Pourquoi Crypto ne cesse de construire des « casinos », et si rarement des « produits indispensables » ?
Le terme « sofalarity » décrit un point où la commodité offerte par une plateforme est si absolue qu’en sortir semble impraticable. Cet article examine pourquoi la cryptomonnaie, malgré ses promesses révolutionnaires, peine à créer des produits captivants et indispensables au quotidien, contrairement aux géants du Web2.
La cryptomonnaie repose souvent sur des mécanismes de récompense variable, similaires aux machines à sous, qui alimentent la spéculation mais n’engendrent pas une dépendance utilitaire. Contrairement à Internet, qui a résolu des problèmes tangibles (comme éviter les déplacements), la blockchain s’attaque à des inefficacités souvent invisibles pour l’utilisateur moyen, comme les systèmes bancaires internationaux. Cela rend son adoption difficile car le bénéfice concret n’est pas immédiatement perceptible.
De plus, les plateformes Web2 comme Google ou Meta ont bâti leur empire sur la collecte massive de données comportementales, permettant une prédiction fine des actions utilisateurs.
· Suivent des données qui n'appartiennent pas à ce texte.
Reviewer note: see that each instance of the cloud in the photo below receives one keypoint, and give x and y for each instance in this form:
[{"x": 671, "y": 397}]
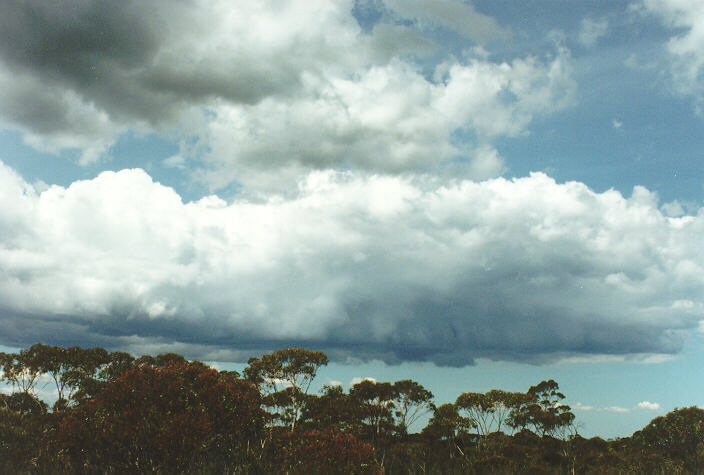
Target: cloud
[
  {"x": 686, "y": 47},
  {"x": 455, "y": 15},
  {"x": 649, "y": 406},
  {"x": 645, "y": 405},
  {"x": 592, "y": 30},
  {"x": 357, "y": 380},
  {"x": 361, "y": 265},
  {"x": 389, "y": 119},
  {"x": 75, "y": 74},
  {"x": 269, "y": 91}
]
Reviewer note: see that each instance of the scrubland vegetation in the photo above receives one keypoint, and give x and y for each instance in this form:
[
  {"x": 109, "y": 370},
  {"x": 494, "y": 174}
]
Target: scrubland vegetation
[{"x": 164, "y": 414}]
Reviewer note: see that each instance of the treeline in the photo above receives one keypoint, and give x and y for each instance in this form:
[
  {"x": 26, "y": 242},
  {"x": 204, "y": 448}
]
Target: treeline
[{"x": 115, "y": 413}]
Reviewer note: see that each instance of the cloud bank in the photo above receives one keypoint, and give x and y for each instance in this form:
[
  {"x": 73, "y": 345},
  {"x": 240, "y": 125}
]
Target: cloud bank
[
  {"x": 364, "y": 266},
  {"x": 686, "y": 48},
  {"x": 248, "y": 88}
]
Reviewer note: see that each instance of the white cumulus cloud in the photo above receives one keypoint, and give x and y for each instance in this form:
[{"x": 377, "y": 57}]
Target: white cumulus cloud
[{"x": 363, "y": 265}]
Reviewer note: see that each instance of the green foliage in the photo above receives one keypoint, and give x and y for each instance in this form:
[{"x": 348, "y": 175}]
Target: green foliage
[
  {"x": 164, "y": 414},
  {"x": 284, "y": 378},
  {"x": 168, "y": 418}
]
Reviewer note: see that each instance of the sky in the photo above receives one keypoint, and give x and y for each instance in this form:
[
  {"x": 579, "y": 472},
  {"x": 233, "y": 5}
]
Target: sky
[{"x": 473, "y": 195}]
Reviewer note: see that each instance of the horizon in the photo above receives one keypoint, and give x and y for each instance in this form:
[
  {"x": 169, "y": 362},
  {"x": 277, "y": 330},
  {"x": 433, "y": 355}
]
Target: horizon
[{"x": 472, "y": 195}]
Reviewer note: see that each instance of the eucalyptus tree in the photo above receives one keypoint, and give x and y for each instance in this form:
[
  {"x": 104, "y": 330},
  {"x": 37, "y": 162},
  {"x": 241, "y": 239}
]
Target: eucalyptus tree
[{"x": 284, "y": 378}]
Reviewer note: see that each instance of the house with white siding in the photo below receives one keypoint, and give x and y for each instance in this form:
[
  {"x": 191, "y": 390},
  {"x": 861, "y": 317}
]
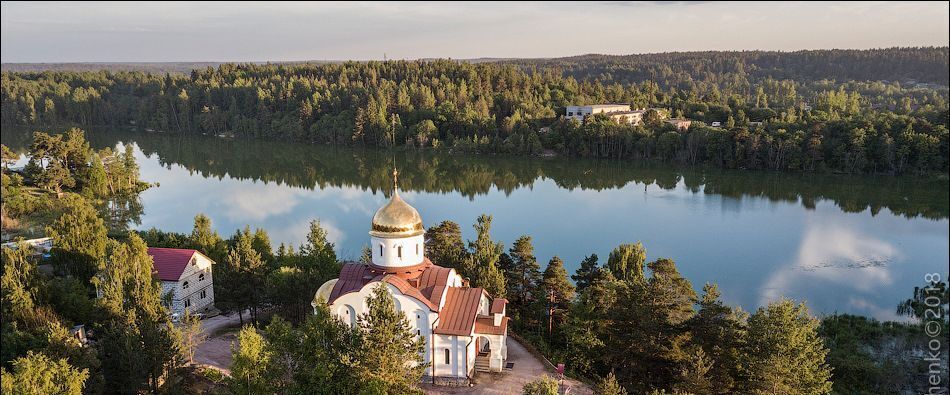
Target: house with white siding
[
  {"x": 187, "y": 282},
  {"x": 465, "y": 329}
]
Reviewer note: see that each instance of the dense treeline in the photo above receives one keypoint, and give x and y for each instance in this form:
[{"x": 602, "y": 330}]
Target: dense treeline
[
  {"x": 815, "y": 118},
  {"x": 927, "y": 65},
  {"x": 640, "y": 326},
  {"x": 61, "y": 165},
  {"x": 309, "y": 166}
]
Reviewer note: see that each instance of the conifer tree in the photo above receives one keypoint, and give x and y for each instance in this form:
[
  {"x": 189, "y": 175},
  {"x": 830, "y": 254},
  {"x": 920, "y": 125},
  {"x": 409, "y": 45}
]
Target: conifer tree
[
  {"x": 37, "y": 374},
  {"x": 610, "y": 386},
  {"x": 558, "y": 290},
  {"x": 80, "y": 238},
  {"x": 587, "y": 273},
  {"x": 390, "y": 355},
  {"x": 250, "y": 366},
  {"x": 522, "y": 277},
  {"x": 481, "y": 266},
  {"x": 783, "y": 353},
  {"x": 626, "y": 261},
  {"x": 444, "y": 245}
]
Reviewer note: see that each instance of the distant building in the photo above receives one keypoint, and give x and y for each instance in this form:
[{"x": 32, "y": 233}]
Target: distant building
[
  {"x": 620, "y": 113},
  {"x": 186, "y": 277},
  {"x": 680, "y": 123}
]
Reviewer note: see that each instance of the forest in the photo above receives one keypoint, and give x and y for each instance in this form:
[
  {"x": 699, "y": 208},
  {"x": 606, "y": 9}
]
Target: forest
[
  {"x": 625, "y": 324},
  {"x": 855, "y": 111}
]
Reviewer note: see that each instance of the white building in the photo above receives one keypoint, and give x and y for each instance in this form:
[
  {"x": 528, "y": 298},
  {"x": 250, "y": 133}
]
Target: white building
[
  {"x": 464, "y": 329},
  {"x": 40, "y": 246},
  {"x": 580, "y": 112},
  {"x": 186, "y": 279},
  {"x": 620, "y": 113}
]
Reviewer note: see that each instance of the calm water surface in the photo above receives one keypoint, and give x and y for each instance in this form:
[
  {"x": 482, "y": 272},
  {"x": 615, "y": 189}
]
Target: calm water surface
[{"x": 841, "y": 243}]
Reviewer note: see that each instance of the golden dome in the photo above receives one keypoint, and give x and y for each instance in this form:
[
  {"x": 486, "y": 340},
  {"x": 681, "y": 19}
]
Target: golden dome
[{"x": 397, "y": 218}]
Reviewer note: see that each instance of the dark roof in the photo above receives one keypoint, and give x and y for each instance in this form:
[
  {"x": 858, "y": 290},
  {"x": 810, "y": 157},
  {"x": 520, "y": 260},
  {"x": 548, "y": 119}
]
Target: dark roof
[
  {"x": 458, "y": 314},
  {"x": 427, "y": 287},
  {"x": 170, "y": 263}
]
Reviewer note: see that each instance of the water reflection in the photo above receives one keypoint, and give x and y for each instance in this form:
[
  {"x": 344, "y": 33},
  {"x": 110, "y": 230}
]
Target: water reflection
[{"x": 843, "y": 243}]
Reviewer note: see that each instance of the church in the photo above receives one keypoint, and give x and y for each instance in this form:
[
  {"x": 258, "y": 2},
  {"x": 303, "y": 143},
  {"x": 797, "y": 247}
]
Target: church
[{"x": 464, "y": 328}]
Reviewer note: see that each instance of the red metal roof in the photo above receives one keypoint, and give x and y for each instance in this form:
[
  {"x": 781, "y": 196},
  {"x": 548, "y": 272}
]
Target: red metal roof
[
  {"x": 459, "y": 311},
  {"x": 170, "y": 262},
  {"x": 486, "y": 326},
  {"x": 498, "y": 305},
  {"x": 458, "y": 314}
]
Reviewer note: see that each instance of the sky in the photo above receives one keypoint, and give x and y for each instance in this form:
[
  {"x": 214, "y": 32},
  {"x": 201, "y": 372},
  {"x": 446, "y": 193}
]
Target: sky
[{"x": 273, "y": 31}]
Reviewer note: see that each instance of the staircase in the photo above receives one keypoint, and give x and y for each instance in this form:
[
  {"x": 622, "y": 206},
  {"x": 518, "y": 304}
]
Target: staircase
[{"x": 482, "y": 363}]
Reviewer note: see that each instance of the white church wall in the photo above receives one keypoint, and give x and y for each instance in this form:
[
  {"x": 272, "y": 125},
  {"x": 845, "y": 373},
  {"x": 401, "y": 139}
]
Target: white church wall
[{"x": 398, "y": 252}]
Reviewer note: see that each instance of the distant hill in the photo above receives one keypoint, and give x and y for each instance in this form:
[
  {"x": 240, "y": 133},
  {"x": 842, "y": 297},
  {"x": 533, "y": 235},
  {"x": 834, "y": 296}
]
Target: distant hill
[
  {"x": 148, "y": 67},
  {"x": 912, "y": 64}
]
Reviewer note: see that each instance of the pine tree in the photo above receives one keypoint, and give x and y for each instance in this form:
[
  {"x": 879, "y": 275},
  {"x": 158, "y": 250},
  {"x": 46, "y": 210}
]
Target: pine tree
[
  {"x": 626, "y": 261},
  {"x": 544, "y": 385},
  {"x": 586, "y": 274},
  {"x": 558, "y": 290},
  {"x": 783, "y": 353},
  {"x": 444, "y": 245},
  {"x": 140, "y": 347},
  {"x": 718, "y": 330},
  {"x": 250, "y": 364},
  {"x": 648, "y": 336},
  {"x": 610, "y": 386},
  {"x": 522, "y": 277},
  {"x": 37, "y": 374},
  {"x": 481, "y": 266},
  {"x": 80, "y": 238},
  {"x": 391, "y": 353}
]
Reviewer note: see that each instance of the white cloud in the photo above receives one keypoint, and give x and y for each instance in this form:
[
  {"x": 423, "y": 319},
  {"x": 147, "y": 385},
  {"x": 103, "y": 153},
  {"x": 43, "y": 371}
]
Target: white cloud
[
  {"x": 60, "y": 32},
  {"x": 831, "y": 255}
]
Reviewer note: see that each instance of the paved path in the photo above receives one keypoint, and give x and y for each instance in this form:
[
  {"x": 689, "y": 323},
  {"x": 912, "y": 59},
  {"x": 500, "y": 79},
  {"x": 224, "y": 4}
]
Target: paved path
[
  {"x": 216, "y": 349},
  {"x": 526, "y": 368}
]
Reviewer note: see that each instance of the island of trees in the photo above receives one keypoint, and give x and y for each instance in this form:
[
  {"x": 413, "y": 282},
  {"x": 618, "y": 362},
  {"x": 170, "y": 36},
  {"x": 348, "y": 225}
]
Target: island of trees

La blockchain, en revanche, ne capture principalement que des données financières, sans révéler les motivations, limitant ainsi son potentiel pour créer des services prédictifs et « collants ».
L’article souligne aussi que les infrastructures crypto créent souvent de nouvelles dépendances (envers les validateurs, les fournisseurs de liquidités), reproduisant des schémas de centralisation. Finalement, son impact pourrait ressembler à celui d’IBM : fournir une infrastructure robuste pour les institutions, plutôt qu’une super-application grand public.
Enfin, la tokenisation d’actifs réels (comme l’immobilier) est présentée comme une arme à double tranchant. Elle pourrait accroître l’inclusion financière, mais aussi faciliter la concentration des actifs par de grands acteurs, illustrant que la technologie en elle-même est neutre et que son effet dépend de son utilisation.